‘I’ve got to make the tea before we meet my sister and Tony in the pub. Besides, I’m sure the neighbours must be whispering about us, drawing the curtains every Saturday afternoon and never emerging until it’s time for church next day.’
‘Let them talk.’ Charlie rolled on top of her and started kissing her neck. ‘They’re just jealous.’
‘You think old Mrs Barraclough next door wants you for herself?’
‘Of course she does. The woman’s only human, even if she is seventy-four.’
Bobby smiled as he started nibbling her earlobe. ‘Leave off that a minute.’
‘I thought you liked that.’
‘I do, but give up. I want to look at you.’
Charlie detached himself from her ear to look into her face.
‘What’s up, love?’ he asked gently.
‘Nothing.’ She drew her fingers over the deep white flak scar on his cheek, a permanent reminder of his last fateful mission. ‘I just want to remember how you look right now. I do love you, Charlie.’
He smiled. ‘I know you do. What’s got you talking soft?’
‘I suppose I was thinking… will it always be like this?’
‘I might not be quite so sprightly in the bedroom in another sixty years, but other than that, I don’t see why not.’
‘I just worry about how things will change when Marmaduke arrives. I mean I can’t wait to be a mam and dad together, but…’ She looked into Charlie’s dark brown eyes, which always looked a little sad these days even when he was smiling. ‘It won’t change anything between us, will it?’ she whispered.
He stroked back her hair. The puckered, leathery skin of his burnt arm felt rough against her cheek.
‘Of course it won’t, except for the better. Why should it?’
‘Only I see Lil so washed out all the time, forever worrying about money, and I wonder how I’m going to cope. I rely on my job to give my brain something to do, and to have to replace that with—’ She bit her lip.
‘With what?

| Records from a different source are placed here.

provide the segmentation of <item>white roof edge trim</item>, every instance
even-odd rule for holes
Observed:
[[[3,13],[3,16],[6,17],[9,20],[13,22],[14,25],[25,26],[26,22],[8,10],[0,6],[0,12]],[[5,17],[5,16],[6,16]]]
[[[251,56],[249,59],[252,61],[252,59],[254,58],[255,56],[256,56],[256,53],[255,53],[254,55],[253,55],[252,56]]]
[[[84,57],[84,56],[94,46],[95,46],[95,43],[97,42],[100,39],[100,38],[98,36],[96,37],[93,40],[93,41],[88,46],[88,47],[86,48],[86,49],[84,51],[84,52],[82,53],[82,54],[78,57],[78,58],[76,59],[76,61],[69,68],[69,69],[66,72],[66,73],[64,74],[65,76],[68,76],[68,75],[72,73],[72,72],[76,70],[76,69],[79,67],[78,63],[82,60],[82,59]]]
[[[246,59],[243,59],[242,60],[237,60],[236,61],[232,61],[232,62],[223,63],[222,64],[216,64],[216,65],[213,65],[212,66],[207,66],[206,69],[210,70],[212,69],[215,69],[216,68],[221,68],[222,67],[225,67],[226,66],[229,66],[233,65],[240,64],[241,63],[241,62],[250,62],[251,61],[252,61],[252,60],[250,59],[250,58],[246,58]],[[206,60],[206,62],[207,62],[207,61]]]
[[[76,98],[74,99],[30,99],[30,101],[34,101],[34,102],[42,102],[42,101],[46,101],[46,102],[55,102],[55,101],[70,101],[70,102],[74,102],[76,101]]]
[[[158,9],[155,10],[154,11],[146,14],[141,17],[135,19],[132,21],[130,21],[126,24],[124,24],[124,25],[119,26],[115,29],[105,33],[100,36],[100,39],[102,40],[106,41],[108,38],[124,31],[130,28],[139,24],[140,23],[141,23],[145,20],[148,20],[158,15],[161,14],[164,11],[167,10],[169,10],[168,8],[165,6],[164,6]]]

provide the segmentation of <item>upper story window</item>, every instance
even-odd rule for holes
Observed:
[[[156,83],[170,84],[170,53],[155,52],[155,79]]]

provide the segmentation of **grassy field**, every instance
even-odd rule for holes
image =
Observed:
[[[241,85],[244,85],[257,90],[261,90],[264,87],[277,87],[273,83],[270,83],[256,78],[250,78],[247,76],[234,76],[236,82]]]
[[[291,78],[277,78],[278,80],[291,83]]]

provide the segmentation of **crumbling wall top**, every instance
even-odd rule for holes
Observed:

Motherhood?’
The word that had actually risen to Bobby’s tongue had been ‘drudgery’, but she didn’t say this to Charlie.
‘Things are so nice now, just the two of us, loving each other,’ she said. ‘I want it to always be that way, even with a baby to share it. I don’t want to become a cross, tired, frumpy wife who you’ll find it hard to stay in love with.’
He smiled. ‘Do you ever stop worrying about what might happen and try to enjoy what you’ve got?’
‘I try, but I’m a worrier by nature. As soon as one problem’s solved, my brain throws up another.’
‘Well now it’s throwing up problems that won’t exist, if you’re talking about me finding it hard to love you.’ He tapped her temple. ‘I’d have a stern word with that overworked old brain of yours if I were you. You’re not doing yourself or Marmaduke any favours worrying about what-ifs.’
‘You’re right. I’m being daft.’ She tilted her head. ‘You can take my mind off it by kissing my ear again if you like.’
‘I do,’ Charlie said, burrowing into her hair. ‘Tell me about your day while I do it. I want to see how long it’ll take me to distract you.’
Bobby shivered as his lips tickled her skin. ‘Well, it began with your brother saying he wanted to talk to me and Tony, which put the fear of God into me for a start. I was worried one of us was for the chop. But he just wanted to tell me I was being promoted, and we were to have a new office in George Parry’s shed.’
‘A shed?’ Charlie murmured, trailing his fingertips delicately over her lightly rounded stomach. ‘That doesn’t sound comfortable.’
‘It’s a very nice shed,’ Bobby said, somewhat defensively. If she was to be a deputy editor, she didn’t want anyone casting aspersions on the workplace she’d be in charge of. ‘It’s an old shepherd’s hut, quite big. Reg has had it done up for us.’
‘You went to see it, then?’
‘Yes, Tony and I went over after work.’ She experienced a pleasant shiver as his lips moved to her shoulder. ‘How was your day?’